Ananya Kumar, Ph.D. student at Stanford University, presented a session entitled “Tutorial on Foundation Models and Fine-tuning” at our Foundation Model Virtual Summit in January. His talk focussed on methods to improve foundation model performance, including linear probing and fine-tuning. A transcript follows, lightly edited for readability.
Hi, I’m Ananya. I’m a fifth-year Ph.D. student at Stanford University, and I work with [Professor] Percy Liang and [Professor] Tengyu Ma. We’re also part of the Center for Research on Foundation Models (CRFM), which I’ll talk about a bit in our talk. Most of my work focuses on coming up with better algorithms to pre-train foundation models, and how do you actually fine-tune or use these foundation models better—especially when we care about things like robustness or safety. Because in the real world, when you deploy these models, your test data is often very different from training. So, how do we deal with those kinds of situations? I’ll talk about that kind of stuff in our talk.
I’m going to give a brief tutorial on foundation models and then do a deep dive on how we should use foundation models—how we should adapt them—and what kind of things we should care about.
Let’s start with: what is a foundation model? Let’s go through some examples.
Foundation models have a lot of different amazing capabilities. For example, here’s a foundation model, which you can ask a question, an open-ended question, and it can give you a response. Foundation models can also paraphrase when given a prompt. They can even generate web pages—web code—when given an English language prompt. They can generate awesome images.
These are some cool examples of foundation models. But what is a foundation model? A foundation model is a model trained on broad data, generally using self-supervision at scale, that can be adapted to a wide range of downstream tasks. So, instead of a standard ML paradigm where we just train a model for each individual task, we start off with the shared foundation model and then we can adapt it for the task that you care about.

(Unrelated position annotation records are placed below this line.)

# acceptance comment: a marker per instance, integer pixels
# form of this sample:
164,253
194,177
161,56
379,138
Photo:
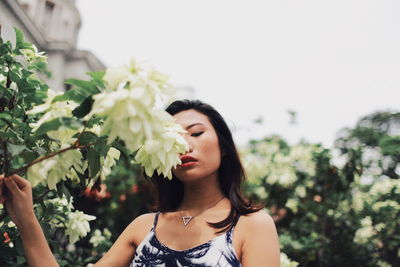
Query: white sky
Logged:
330,61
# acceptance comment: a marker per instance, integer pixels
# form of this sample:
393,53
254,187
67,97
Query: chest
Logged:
175,235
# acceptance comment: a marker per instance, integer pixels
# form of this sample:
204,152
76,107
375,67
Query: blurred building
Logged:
53,26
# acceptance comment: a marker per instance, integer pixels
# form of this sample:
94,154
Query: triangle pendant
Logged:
186,219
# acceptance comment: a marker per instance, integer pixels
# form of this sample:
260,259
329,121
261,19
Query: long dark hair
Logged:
231,173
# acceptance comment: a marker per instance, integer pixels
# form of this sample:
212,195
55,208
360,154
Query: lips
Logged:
188,161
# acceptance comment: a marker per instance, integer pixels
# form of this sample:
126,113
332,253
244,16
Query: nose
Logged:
190,144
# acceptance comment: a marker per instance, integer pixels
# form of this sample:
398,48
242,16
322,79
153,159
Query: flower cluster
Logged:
160,153
130,114
60,167
55,110
76,223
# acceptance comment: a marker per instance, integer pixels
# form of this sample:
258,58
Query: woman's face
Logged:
204,156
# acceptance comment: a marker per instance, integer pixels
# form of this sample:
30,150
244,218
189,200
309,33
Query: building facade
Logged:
53,26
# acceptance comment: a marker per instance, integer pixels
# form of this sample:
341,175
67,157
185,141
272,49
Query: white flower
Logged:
53,111
161,154
109,161
97,238
78,225
33,55
60,167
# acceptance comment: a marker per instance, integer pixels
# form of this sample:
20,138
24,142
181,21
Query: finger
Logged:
12,186
3,199
21,182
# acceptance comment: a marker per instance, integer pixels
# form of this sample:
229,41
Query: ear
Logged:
223,152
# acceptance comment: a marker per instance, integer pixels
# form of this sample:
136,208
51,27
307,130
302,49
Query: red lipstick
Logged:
188,161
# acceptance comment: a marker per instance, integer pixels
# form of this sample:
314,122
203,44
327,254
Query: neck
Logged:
201,194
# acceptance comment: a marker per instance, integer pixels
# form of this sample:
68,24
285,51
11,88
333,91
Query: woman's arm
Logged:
123,250
20,207
260,246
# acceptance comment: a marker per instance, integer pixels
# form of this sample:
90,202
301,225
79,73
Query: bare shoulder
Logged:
140,227
259,220
260,242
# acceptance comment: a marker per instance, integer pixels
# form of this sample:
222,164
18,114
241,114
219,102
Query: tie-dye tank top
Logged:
218,251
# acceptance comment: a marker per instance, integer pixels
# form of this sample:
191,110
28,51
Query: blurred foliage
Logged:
331,210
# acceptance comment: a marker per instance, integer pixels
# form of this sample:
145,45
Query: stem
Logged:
74,146
5,159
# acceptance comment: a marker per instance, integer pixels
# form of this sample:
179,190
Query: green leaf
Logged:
20,42
55,124
94,162
15,149
86,138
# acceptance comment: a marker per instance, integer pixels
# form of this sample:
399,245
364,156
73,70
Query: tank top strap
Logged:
229,233
155,221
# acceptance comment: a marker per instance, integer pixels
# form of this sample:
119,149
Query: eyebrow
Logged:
194,124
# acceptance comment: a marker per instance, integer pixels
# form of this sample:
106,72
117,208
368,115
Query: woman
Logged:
203,218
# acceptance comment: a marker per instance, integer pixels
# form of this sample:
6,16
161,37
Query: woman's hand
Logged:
18,201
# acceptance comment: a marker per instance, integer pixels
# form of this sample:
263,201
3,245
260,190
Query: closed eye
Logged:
197,134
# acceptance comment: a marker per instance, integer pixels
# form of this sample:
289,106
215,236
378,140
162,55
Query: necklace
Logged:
187,219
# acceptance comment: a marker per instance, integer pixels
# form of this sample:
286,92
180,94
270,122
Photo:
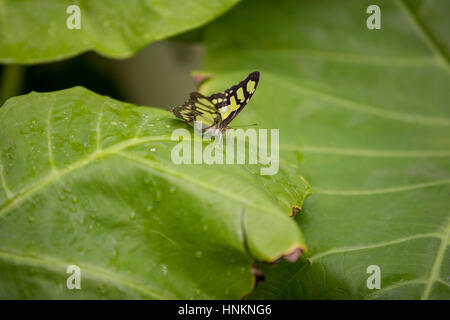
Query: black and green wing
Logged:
234,99
199,109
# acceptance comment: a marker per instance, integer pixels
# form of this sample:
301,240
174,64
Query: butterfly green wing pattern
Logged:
219,109
234,99
199,109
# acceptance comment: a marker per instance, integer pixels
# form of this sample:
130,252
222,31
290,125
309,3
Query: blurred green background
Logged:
159,75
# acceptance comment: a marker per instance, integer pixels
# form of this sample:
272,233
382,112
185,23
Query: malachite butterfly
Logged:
219,109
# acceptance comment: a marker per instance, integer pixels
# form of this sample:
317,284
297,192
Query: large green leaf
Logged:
35,31
364,114
89,181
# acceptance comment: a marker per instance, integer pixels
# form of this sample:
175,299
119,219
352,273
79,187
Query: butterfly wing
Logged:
234,99
199,109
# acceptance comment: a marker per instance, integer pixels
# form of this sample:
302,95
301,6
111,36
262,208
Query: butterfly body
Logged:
218,110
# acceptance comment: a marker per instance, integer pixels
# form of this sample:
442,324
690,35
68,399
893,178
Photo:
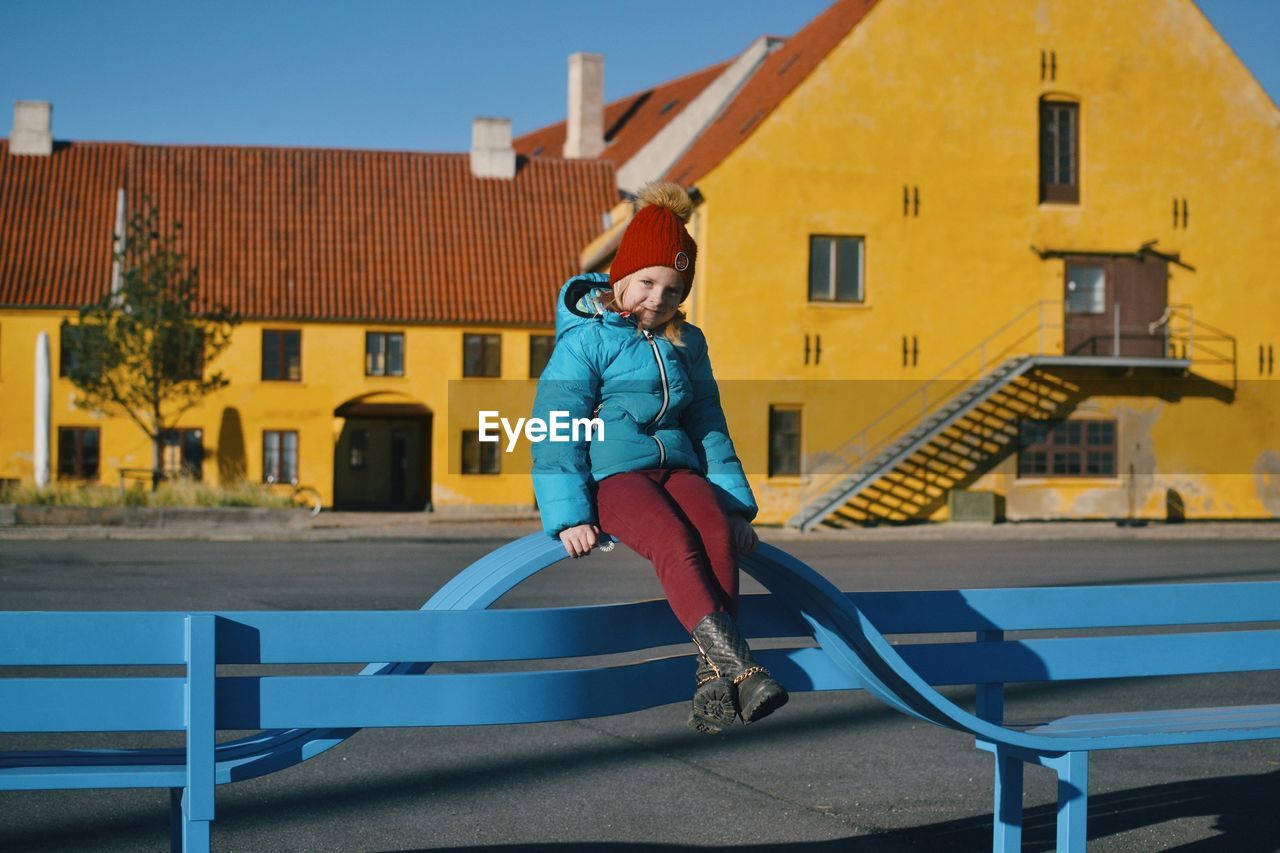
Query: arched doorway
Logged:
383,455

How are these foundation models trained? The first key ingredient is self-supervised learning. For example, to build large language models, we use mass language modeling or language modeling, where you try and predict a missing word given the rest of the words in the sequence.

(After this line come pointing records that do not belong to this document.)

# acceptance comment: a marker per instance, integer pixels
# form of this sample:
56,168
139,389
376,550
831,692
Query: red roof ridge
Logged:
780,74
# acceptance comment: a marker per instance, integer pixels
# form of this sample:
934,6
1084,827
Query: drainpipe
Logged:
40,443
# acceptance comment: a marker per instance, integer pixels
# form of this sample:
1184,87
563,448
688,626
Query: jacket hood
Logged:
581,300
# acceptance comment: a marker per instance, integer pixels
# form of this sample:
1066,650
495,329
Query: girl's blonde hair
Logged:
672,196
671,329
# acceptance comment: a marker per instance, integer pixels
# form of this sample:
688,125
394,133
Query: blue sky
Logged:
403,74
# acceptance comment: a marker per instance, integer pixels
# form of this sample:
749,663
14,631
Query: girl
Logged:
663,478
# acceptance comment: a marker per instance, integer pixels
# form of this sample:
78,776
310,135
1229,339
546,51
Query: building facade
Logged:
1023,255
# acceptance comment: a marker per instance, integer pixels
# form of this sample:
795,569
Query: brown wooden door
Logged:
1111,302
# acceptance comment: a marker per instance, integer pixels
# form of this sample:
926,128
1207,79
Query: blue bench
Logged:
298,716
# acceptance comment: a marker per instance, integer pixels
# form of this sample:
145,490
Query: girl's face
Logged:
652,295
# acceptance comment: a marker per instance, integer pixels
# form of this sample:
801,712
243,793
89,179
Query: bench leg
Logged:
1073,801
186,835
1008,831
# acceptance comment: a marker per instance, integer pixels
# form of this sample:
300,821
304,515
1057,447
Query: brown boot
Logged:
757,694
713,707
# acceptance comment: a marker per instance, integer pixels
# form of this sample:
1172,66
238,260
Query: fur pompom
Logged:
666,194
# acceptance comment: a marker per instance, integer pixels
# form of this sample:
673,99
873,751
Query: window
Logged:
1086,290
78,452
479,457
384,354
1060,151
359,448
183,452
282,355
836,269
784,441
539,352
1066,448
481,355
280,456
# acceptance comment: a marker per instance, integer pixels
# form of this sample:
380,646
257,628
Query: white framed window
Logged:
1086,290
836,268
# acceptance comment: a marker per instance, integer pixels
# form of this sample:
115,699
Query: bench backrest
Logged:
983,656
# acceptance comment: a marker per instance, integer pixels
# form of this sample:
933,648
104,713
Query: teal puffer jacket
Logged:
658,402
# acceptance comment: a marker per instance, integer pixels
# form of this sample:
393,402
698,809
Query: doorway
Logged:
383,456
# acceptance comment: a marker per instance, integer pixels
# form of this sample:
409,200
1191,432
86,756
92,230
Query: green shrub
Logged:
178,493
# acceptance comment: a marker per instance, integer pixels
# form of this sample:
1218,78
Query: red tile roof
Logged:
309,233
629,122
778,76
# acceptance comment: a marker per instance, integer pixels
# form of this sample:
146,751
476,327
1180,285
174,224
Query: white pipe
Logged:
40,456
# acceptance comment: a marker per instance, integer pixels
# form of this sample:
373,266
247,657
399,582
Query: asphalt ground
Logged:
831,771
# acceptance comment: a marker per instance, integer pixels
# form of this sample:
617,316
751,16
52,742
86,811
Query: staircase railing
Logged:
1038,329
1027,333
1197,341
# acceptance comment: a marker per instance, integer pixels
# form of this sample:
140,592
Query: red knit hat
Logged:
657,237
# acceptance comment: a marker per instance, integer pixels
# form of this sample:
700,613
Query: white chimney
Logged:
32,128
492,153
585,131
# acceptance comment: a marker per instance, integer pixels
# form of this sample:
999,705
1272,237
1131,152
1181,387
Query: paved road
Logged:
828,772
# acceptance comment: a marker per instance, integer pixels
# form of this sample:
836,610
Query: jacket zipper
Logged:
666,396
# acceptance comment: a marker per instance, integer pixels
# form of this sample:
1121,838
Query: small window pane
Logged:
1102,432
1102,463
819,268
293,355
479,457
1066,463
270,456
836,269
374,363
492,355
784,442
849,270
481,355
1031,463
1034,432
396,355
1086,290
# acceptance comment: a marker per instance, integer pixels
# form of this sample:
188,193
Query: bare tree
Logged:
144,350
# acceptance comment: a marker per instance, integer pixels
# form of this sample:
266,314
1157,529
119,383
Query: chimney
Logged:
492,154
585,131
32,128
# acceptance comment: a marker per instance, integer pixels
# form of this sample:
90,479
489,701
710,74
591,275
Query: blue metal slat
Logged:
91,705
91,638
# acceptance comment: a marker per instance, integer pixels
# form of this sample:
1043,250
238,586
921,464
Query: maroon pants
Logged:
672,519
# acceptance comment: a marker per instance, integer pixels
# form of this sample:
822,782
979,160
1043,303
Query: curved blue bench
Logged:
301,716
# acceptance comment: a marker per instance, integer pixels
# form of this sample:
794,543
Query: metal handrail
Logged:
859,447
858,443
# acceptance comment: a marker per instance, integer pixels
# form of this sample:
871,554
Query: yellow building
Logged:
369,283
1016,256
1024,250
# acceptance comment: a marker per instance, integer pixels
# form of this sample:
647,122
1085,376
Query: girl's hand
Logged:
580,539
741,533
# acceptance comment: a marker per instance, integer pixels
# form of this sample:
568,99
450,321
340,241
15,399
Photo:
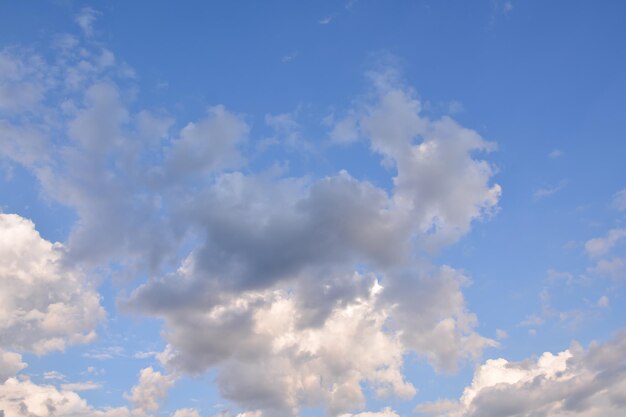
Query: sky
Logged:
355,208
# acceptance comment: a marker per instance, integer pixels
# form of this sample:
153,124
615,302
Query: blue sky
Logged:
344,208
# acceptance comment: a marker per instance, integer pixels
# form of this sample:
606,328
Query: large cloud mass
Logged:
572,383
299,291
44,304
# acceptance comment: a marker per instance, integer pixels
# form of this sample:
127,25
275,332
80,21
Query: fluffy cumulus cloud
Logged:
608,254
44,304
299,291
151,388
20,398
10,364
572,383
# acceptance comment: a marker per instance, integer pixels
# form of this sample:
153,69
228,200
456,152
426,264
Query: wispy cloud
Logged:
548,191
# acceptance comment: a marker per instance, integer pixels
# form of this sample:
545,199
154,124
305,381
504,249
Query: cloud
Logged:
548,191
609,261
555,153
619,200
572,383
81,386
186,412
387,412
208,145
149,391
44,303
10,364
289,57
23,397
602,245
85,20
297,291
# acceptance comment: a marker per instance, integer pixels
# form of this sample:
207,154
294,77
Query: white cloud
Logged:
602,245
609,262
10,364
186,412
209,144
619,200
85,20
572,383
387,412
54,375
268,294
44,304
149,391
555,153
22,397
81,386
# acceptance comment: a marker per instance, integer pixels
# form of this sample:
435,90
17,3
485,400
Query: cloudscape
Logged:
350,208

That’s the core technique, but what really enables foundation models is scale. When you apply these simple techniques, but you do it with lots of parameters on tons of data, you get really cool capabilities, like the ones we saw. There’s been a huge number of foundation models that have come up in the last couple of years from many different organizations for many different domains and tasks. And I think the future has a lot of exciting stuff in store for us.
One cool thing about foundation models is they unify a lot of tasks. In old-school NLP (Natural Language Processing), you probably have to build a bespoke pipeline for each of these different tasks. But with a foundation model, a lot of that work is shared. But while foundation models are super exciting, they’re also a lot of potential harms that we need to be very careful about. Foundation models or large language models often generate offensive content, especially for minority groups where there isn’t much training data. They can also generate untruthful content. This can be super dangerous because they look so real.
So, this text about Stanford University is false, right? The dates are wrong and even the roots are wrong, but it sounds so plausible because it’s written in such a professional way. They can also enable disinformation. If you have a foundation model, you can very quickly generate lots of text that looks plausible but is false or even malicious and advances a bad agenda.
First I’ll talk a little bit about how to use foundation models. Then I’ll talk a bit about the Center for Research on Foundation Models that we have at Stanford, and what we do there. And finally, I’ll do a more technical deep dive into one area of research on how to use foundation models, which has been very successful for us.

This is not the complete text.